Why You Just Ate An Entire Bag of Potato Chips, According to Genetics
If you’ve ever housed a family-sized bag of Ruffles at supersonic speeds, you acutely understand why potato chips can so easily make a mockery of the idea of “moderation” — to say nothing of the suggested serving size on the back of the bag. But per a new study, this has very little to do with the Ruffles themselves and everything to do with human genetics.
Like most genetic research, the language used to explain what’s happening here might sound like gibberish from a Boomer trying to reset their internet password — just an endless stream of random letters and numbers strung together inexplicably. But if it’s the key to a collective free pass on devouring an extra-large Domino’s pizza in 30 minutes or less, it should be decoded for all of humanity immediately.
The trouble more or less starts with a specific gene that’s been linked with obesity in humans known as the CREB-Regulated Transcription Coactivator 1, or CRTC1 gene (see what I’m saying about gibberish?). Previous studies show that when the CRTC1 gene is deleted in mice, they become obese, suggesting that if there is an obesity gene, it’s the CRTC1. The only problem is, since CRTC1 is found in all neurons in the brain, narrowing down the exact one responsible for obesity has proven difficult.
And so, this most recent study focused on neurons that “expressed” the melanocortin-4 receptor, or MC4R (now do you see what I’m talking about?), because mutations in the MC4R gene have been found to cause obesity as well. The researchers behind the study theorized that the CRTC1 gene combined with these MC4R-expressing neurons (GIBBERISH, I TOLD YOU) could be critical for preventing the very, very relatable impulse to want to inhale potato chips in Dirt-Vac-like fashion.
To test their theory, the researchers studied mice who had the CRTC1 gene, but whose MC4R neurons were blocked.

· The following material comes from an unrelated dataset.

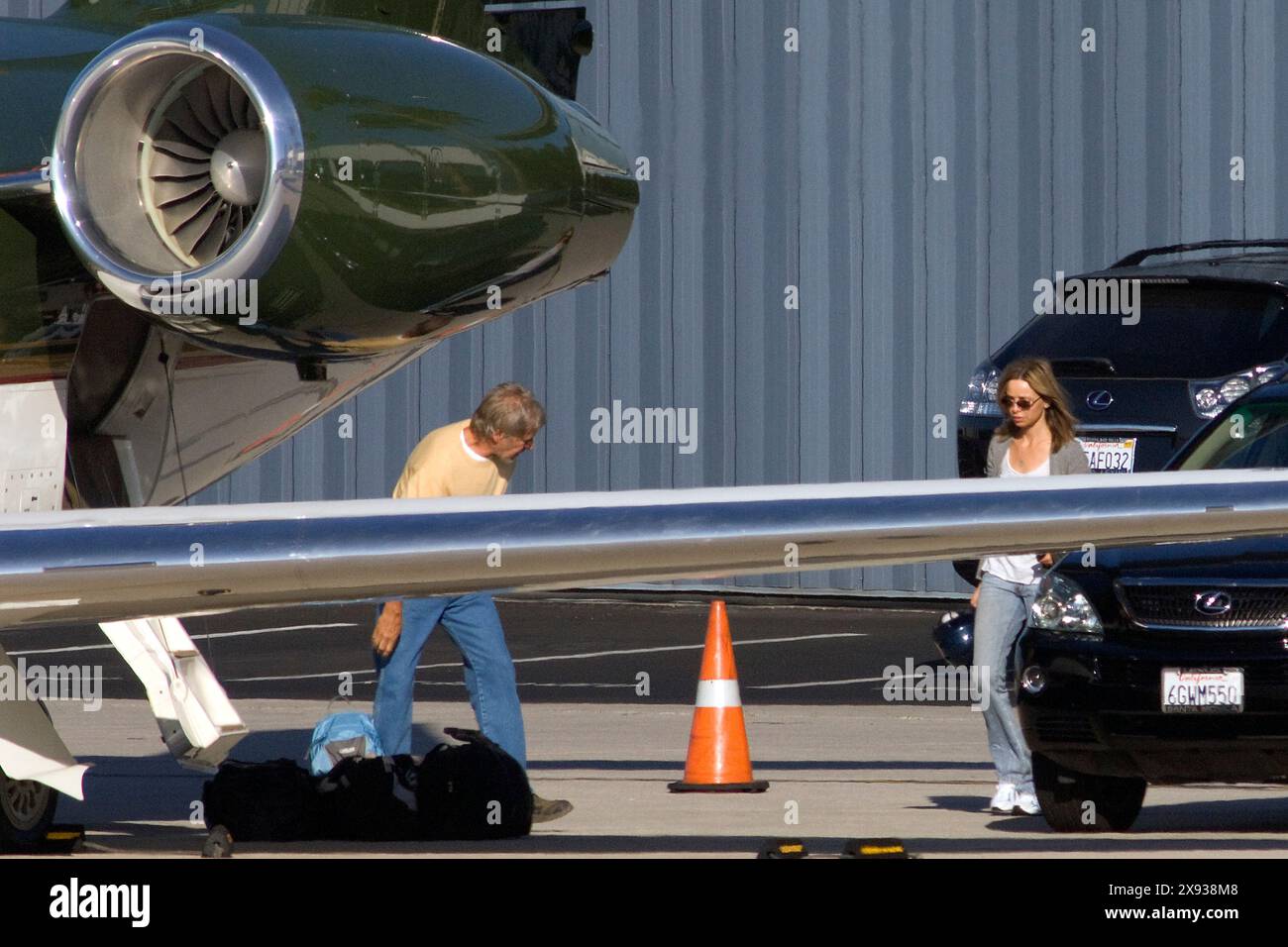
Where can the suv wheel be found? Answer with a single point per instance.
(1076, 801)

When fed a standard diet, the mice showed no change in weight, but when they were fed a high-fat diet, they gained significantly more weight compared to the control group, mostly because they were unable to push away their figurative plate from their figurative table (it probably had a lot more to do with some kind of trans-fat-equivalent mouse pellets in a mouse cage).
“This study has revealed the role that the CRTC1 gene plays in the brain, and part of the mechanism that stops us from overeating high-calorie, fatty and sugary foods,” lead author of the study, Shigenobu Matsumura, an associate professor at Osaka Metropolitan University in Japan, explained in a press release. “We hope this will lead to a better understanding of what causes people to overeat.”
Until there’s a definitive answer, though, there’s nothing left to do but let the chips fall where they may — namely, in our mouths.